On a completely different tack, but still here in this post because yolo, bro, yolo…I play quite a lot of Big Joe Turner and Count Basie when I’m DJing. That’s like saying “I do a lot of Frankie moves when I lindy hop”, as though there was any other way of doing it. But there’s something about Turner shouting his guts out over some stamping fucking piano. That shit gets me hot. Hot in the ‘dances like a fool til she dehydrates’ way. The only way that really means anything, right?


‘Boss of the Blues’ is not a pretentious album. It’s not particularly sophisticated. It’s not rare, it’s not unusual. It’s not delicate, not by any stretch of the imagination. It’s loud, it’s shouty. Sometimes Turner shouts so loudly into the microphone the sound distorts. And while he’s shouting that loudly, the brass section is blowing their guts out and it’s just all noise. The sort of noise that gets into your guts and makes you feel extremely strong, inarticulate feelings. This is party music. Loud, shouting party music. And slow, night time party music where you’re pretty sure you’re gonna get a really good fuck by the end of it. **

This is the sort of album that beckons in rock n roll with a stamping, shouting jump blues rhythm. It’s not some shitty modern day neo band. It’s a bunch of dirty old musicians playing dirty old music in a way that lets us know that things are changing, and yet still exactly the same.

This is not the sort of album that will impress your old scratchy DJ nerd friends, or score you any snobby pants old school dancer points. But it’s an album every lindy hopper, every blues dancer, every swing DJ, every blues DJ should have.

If I’m playing a song from ‘Boss Of The Blues’ (which I do most sets), set up by a bit of new testament Basie, I like to follow up with something from the The Spoon Concerts:

Why yes, I do like a dirty old man shouting about big legged women and money and being hard done by.

And if I still haven’t gotten it out of my system, I add something from this:


Because ‘Breakfast Dance and Barbecue’ was one of (if not the) first album I bought specifically for DJing for dancers.
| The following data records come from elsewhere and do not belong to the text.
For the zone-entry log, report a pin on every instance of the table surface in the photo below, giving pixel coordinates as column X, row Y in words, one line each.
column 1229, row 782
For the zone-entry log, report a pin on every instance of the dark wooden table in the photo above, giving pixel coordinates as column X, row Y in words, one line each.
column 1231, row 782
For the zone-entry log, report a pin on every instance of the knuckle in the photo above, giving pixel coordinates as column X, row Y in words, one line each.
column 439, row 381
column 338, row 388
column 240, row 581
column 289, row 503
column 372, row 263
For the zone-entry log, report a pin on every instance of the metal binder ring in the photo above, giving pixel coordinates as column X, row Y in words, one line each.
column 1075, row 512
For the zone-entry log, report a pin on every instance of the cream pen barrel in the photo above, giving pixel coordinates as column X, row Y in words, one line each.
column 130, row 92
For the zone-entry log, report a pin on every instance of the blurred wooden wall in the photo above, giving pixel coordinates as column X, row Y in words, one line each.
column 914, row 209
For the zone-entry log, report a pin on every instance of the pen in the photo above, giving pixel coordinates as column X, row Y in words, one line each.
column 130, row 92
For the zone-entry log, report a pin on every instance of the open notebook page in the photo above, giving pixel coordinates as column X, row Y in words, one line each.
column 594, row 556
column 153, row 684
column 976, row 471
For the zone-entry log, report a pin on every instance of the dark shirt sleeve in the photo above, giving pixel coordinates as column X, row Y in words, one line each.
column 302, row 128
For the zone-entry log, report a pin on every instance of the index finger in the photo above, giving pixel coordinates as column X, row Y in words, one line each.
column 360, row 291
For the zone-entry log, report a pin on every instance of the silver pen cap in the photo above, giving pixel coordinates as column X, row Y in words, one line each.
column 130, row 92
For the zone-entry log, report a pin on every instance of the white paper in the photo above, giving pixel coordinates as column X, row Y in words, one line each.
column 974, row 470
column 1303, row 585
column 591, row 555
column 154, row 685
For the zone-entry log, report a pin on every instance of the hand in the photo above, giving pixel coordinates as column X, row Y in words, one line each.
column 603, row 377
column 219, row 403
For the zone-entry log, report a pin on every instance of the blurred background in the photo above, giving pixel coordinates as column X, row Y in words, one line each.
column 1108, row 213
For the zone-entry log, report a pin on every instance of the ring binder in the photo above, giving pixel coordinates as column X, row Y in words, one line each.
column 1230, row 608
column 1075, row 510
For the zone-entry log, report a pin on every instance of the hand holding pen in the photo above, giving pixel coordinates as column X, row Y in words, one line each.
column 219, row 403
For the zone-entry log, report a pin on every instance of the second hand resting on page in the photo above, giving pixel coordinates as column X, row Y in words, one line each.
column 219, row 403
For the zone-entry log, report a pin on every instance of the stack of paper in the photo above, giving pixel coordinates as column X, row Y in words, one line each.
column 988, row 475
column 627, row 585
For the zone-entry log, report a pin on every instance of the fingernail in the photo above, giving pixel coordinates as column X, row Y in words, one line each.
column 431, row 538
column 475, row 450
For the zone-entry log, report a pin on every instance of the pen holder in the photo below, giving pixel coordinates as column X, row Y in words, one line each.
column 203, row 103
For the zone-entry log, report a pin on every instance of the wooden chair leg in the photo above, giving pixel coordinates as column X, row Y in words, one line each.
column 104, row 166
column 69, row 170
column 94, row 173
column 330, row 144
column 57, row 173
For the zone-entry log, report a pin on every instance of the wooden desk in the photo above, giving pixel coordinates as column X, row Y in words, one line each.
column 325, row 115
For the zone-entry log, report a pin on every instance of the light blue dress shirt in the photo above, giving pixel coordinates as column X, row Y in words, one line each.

It’s all live, it’s all recorded late at night, everyone is trashed, but everyone is truly great.

I feel that the 1950s were a truly great era for good, solid lindy hopping music. The technology had finally gotten good, musicians weren’t being lynched in the street, bop and rock and roll were pushing jazz about in the playground, forcing it to get its shit together. People like Big Joe Turner, Jimmy Witherspoon, Count Basie pushed back.

*If there’s one thing I’ve never pretended to be, it’s cool, calm and sophisticated.
**Listen to that version of ‘Cherry Red’ and tell me you don’t agree.